Andre Villas-Boas' war of words with Alan Hansen has continued following the BBC pundit's latest swipe at Chelsea's defence.

Hansen's criticism of the Blues reached a new level last week during his analysis of their 2-1 Barclays Premier League win at Wolves.

The former Liverpool captain claimed centre-half David Luiz "wouldn't know what a good position is if it was staring him in the face", adding of right-back Jose Bosingwa: "Bosingwa makes Luiz look like a world-beater at times. He is so bad it's embarrassing."

Villas-Boas has been unable to bite his tongue when it comes to Hansen's criticism since taking charge of Chelsea, launching a furious tirade against the 56-year-old last month.

His response to the Scot's latest jibes were more controlled but just as cutting.

"I really can't get myself involved with these people again," Villas-Boas said.

"Alan doesn't have the privilege that I have, to work with these players every day.

"If everybody had perfect games, first media pundits would have no jobs because there would be no one to criticise.

"You'd have to find jobs in professional football, which is a little bit harder."

Villas-Boas leapt to the defence of former Benfica star Luiz, who was initially a revelation when Chelsea made him the second-most expensive centre-back of all time last year but has been found wanting defensively this season.

"I think he's played fantastically since the start," Villas-Boas said.

"You have to agree that there are misconceptions created from the start, since the player's arrival.

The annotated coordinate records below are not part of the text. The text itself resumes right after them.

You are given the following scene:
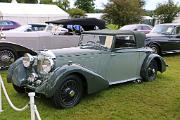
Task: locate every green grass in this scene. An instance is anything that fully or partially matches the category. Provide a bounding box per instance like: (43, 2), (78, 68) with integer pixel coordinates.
(0, 54), (180, 120)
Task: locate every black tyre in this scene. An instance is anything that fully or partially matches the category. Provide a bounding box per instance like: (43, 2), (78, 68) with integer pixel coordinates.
(144, 60), (158, 81)
(52, 75), (83, 108)
(13, 84), (25, 93)
(149, 44), (161, 54)
(0, 48), (16, 69)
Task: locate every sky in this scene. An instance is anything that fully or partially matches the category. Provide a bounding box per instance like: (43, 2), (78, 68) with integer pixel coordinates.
(69, 0), (180, 10)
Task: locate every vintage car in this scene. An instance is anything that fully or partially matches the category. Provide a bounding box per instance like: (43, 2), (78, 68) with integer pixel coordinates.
(0, 18), (105, 69)
(7, 30), (166, 108)
(0, 20), (21, 31)
(145, 23), (180, 54)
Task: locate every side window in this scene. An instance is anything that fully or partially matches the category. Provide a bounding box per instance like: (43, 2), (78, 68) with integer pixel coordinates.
(115, 35), (136, 49)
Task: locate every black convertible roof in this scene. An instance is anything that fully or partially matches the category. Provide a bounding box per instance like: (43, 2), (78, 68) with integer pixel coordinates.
(46, 18), (105, 29)
(82, 29), (145, 48)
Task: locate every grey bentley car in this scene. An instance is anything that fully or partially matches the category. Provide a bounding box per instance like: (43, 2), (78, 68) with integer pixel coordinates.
(7, 30), (166, 108)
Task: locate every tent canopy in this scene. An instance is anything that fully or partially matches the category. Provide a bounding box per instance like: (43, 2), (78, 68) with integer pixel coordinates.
(46, 18), (105, 29)
(0, 3), (69, 19)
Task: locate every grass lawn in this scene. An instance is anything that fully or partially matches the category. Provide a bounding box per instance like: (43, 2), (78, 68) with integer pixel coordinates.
(0, 54), (180, 120)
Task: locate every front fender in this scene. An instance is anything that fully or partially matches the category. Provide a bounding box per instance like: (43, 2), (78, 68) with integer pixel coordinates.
(46, 64), (109, 97)
(141, 54), (167, 77)
(0, 41), (37, 57)
(7, 58), (27, 86)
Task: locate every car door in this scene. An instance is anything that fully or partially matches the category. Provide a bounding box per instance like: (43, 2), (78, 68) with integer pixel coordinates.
(106, 35), (139, 84)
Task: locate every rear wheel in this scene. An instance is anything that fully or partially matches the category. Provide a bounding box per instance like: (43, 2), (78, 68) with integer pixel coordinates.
(52, 75), (83, 108)
(0, 48), (16, 69)
(144, 60), (158, 81)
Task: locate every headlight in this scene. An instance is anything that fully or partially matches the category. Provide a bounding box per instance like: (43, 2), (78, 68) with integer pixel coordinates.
(41, 58), (54, 74)
(23, 53), (34, 67)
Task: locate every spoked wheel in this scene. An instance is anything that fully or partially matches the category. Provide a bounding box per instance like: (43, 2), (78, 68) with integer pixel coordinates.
(0, 49), (16, 69)
(13, 84), (25, 93)
(150, 44), (161, 54)
(53, 75), (83, 108)
(144, 60), (158, 81)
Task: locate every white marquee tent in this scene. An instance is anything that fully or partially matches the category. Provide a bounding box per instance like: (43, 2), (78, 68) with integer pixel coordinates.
(0, 3), (69, 24)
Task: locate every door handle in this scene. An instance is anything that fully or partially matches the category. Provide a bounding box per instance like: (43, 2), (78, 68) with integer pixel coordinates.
(111, 54), (116, 56)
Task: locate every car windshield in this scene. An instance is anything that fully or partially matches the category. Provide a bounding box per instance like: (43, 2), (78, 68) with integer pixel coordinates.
(79, 34), (114, 49)
(120, 25), (137, 30)
(151, 25), (174, 34)
(11, 25), (31, 32)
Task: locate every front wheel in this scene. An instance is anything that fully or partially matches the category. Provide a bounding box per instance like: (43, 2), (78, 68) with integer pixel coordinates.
(52, 75), (83, 108)
(0, 48), (16, 69)
(149, 44), (161, 54)
(144, 60), (158, 81)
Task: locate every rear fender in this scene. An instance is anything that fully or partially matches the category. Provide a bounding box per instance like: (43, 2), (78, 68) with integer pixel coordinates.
(46, 64), (109, 97)
(141, 54), (167, 77)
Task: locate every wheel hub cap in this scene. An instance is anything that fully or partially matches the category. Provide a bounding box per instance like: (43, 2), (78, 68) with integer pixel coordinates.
(69, 90), (75, 97)
(1, 55), (11, 62)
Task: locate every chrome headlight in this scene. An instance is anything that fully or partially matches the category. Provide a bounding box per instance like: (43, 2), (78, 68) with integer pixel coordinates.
(41, 58), (54, 74)
(23, 53), (34, 67)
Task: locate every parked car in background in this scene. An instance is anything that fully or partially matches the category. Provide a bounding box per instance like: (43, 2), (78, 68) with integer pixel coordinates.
(0, 18), (105, 69)
(0, 20), (21, 30)
(8, 23), (47, 32)
(7, 30), (166, 108)
(146, 23), (180, 54)
(120, 24), (153, 34)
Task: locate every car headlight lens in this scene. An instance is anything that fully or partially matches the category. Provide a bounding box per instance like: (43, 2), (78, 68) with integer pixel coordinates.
(23, 53), (34, 68)
(41, 58), (54, 74)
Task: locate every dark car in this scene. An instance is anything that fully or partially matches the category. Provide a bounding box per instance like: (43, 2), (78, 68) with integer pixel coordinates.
(146, 23), (180, 54)
(120, 24), (153, 34)
(0, 20), (20, 30)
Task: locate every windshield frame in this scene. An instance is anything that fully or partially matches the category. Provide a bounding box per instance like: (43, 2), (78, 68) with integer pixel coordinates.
(151, 24), (175, 34)
(78, 34), (115, 50)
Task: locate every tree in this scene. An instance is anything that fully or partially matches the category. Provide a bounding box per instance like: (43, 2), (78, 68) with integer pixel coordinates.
(74, 0), (95, 13)
(155, 0), (180, 23)
(103, 0), (144, 27)
(17, 0), (38, 3)
(54, 0), (70, 10)
(67, 8), (85, 18)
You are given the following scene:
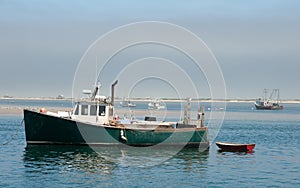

"Sometimes a player has to carry that stamp for the rest of his life. Just maybe, you got that impression with David.

"I saw him in Portugal, and now I can work with him. He's going to be one of the greatest central defenders in the world. Because of his characteristics: technical ability, anticipation and speed.

"There is a nature in a Premier League game that you have to adapt to - it's culturally different to other countries.

"That might be a massive shock, to come from Portugal to England, but you've seen people succeed doing that."

Luiz is expected to start against Sunderland, when Chelsea will have another chance to cut the 11-point gap to leaders Manchester City, who have lost three of their last four games in all competitions.

Villas-Boas said: "I don't feel the margin is unobtainable now.

"It's good that Tottenham are in the running now, because they can make it messier.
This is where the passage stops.